I was shocked, having not really thought about it before, that it's a major event reducing 4 to 3. Presumably this was just a token gesture to use against Iran to further our own interests. Despicable.

ModernityBlog said...

Hardly "a token gesture to use against Iran"

Under the NPT Iran is required to make a *full* discourse of *all* nuclear installations and related matters, they didn't.

It was their choice, not too, they are not children, the Iran leadership made a calculated choice, they were wrong.

Now they are on the back foot.

Strategist said...

Jim, you've missed out the small matter of what is now the world's fourth largest nuclear weapons power: Israel.
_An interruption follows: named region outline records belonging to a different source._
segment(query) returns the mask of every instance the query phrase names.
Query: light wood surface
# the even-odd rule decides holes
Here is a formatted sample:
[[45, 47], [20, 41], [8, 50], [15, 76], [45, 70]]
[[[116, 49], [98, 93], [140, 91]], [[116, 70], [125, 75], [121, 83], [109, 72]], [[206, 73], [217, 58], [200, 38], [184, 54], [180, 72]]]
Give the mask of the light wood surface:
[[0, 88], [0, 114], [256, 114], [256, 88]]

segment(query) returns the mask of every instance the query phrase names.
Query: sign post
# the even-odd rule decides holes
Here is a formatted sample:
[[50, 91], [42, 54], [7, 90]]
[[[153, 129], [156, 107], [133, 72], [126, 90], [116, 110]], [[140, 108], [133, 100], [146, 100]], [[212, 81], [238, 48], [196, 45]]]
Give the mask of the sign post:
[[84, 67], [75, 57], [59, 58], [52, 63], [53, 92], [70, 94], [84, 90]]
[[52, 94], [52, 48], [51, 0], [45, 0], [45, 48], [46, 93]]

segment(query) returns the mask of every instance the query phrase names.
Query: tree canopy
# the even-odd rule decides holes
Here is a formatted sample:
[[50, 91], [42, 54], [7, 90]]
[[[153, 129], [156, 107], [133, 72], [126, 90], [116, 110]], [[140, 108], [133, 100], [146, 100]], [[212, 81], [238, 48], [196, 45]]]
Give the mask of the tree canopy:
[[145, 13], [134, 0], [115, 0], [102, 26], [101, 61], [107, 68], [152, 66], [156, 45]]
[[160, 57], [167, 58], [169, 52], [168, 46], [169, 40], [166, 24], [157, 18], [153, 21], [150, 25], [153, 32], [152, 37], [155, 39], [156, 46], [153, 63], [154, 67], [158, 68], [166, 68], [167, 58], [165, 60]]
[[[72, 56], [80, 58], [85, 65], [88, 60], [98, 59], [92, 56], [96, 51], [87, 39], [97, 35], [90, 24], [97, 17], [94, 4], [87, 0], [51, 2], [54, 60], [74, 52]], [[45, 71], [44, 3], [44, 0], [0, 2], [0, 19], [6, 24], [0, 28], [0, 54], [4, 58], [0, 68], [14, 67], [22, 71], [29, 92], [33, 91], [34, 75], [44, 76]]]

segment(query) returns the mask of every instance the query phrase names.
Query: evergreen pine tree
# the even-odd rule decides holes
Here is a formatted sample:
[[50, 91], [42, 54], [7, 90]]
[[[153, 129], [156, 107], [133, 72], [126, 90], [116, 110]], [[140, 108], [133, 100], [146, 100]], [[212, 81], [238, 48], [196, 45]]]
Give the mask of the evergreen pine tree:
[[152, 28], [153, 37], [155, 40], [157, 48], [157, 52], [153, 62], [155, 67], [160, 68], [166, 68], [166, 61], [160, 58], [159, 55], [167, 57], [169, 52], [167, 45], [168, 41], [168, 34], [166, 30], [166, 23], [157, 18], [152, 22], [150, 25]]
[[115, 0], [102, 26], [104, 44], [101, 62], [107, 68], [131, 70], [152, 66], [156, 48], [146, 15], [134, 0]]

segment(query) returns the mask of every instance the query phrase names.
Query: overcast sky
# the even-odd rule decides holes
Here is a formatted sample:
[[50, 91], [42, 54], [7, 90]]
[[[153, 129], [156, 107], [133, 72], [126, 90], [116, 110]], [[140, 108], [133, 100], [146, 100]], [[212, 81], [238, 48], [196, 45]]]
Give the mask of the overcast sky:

That's the issue from which any talks with Iran should start - hence the concern of the mainstream narrative to not mention it at all.

This from http://www.craigmurray.org.uk/:

"A friend of mine in MI6 told me earlier this year that for the first time, the Israeli nuclear arsenal is now bigger than the British nuclear arsenal. Plainly that is of no concern to Gordon Brown, because while he exhibited righteous indignation today at Iran's attempts to acquire a nuclear weapon, Israel's large and expanding nuclear arsenal was not mentioned at all. The potential to make a bomb in a few years should bring sanctions; the possession of an illegal arsenal of 162 warheads (in February - probably 165 by now) should not even rate a mention. New Labour have of course been providing heavy water and nuclear components to Israel, with a false paper trail through Norway."

And this classic comment from Tom Welsh on the discussion thread:

"On the Today programme this morning, I was pleased to hear John Humphrys ask David Miliband, quite bluntly, why it was a problem for Iran to be purifying uranium but not a problem for Israel to have (supposably) scores of fully militarised nuclear warheads. Miliband replied 'It's a problem because Iran has signed the Non Proliferation Pact, and Israel has not'. And then, believe it or not, they went on with the interview for all the world as if he had answered the question."

thehoatzin said...

Iran wants to destroy Israel (search for yourself, don't ask for quotes - they exist and are easily found). They follow a retarded version of Islam that advocates stoning, amputation, and execution of homosexuals. Ahmadinejad denies the holocaust. He's a very dangerous man. I fully support Israel in their desire to see a non-nuclear Iran.

I also hope the Iranian people overthrow their odious 'government'. We should be supporting them in this.

ModernityBlog said...

Jim,

You might want to update your post to include this:

"Iran has fired one of the longest-range missiles in its arsenal as part of testing it began ahead of a confrontation with foreign powers over a previously undisclosed secret nuclear facility later this week.

Earlier today the Revolutionary Guard is reported to have successfully launched the Shahab-3 missile, which is capable of carrying a nuclear warhead and has a range of up to 1,200 miles – which would put Israel, most Arab states and parts of Europe, including much of Turkey, within its range."